Freigeben über


Getting the Enterprise Canonical Data Model right

What is the correct level of abstraction for the Enterprise Canonical Data Model (ECDM)?

As I blogged before, the ECDM is used to decide what data should be passed through the integration infrastructure in the notifications that occur on business events.  The canonical schema that define "things" are all subsets of the ECDM (or extensions as well will see).

In some organizations, there are fairly few variations in basic 'things' like order, product, and agreement.  In other organizations, including Microsoft, the need for independent variation is more apparent.  As we move more toward "Software as a service," the number and types of products will only grow.  And what exactly is an order if we are using click-stream billing for a service call?  This will be fun.  So we need lots of flexibility as the business grows and changes.  An ECDM that is too prescriptive or too large can end up constraining the business' ability to grow and change.

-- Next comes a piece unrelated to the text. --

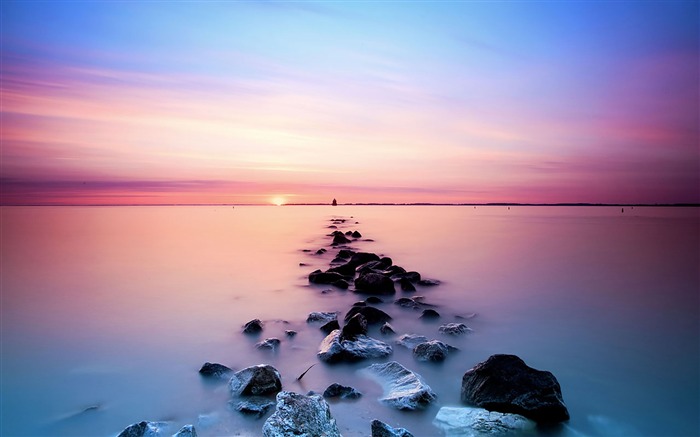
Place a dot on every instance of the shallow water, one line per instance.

There are basically two types of messages that need to rely on the ECDM: event notifications and full data entities.  Both are transitory, in that they state a fact at a particular point in time, but the event notifications are more transitory because they are only sent once across the infrastructure.  We need to be able to replay them, but (with the exception of BAM), we don't often query them.

In general, I'd say the rule for event notifications should be:

Communicate sparingly, communicate clearly, allow for questions.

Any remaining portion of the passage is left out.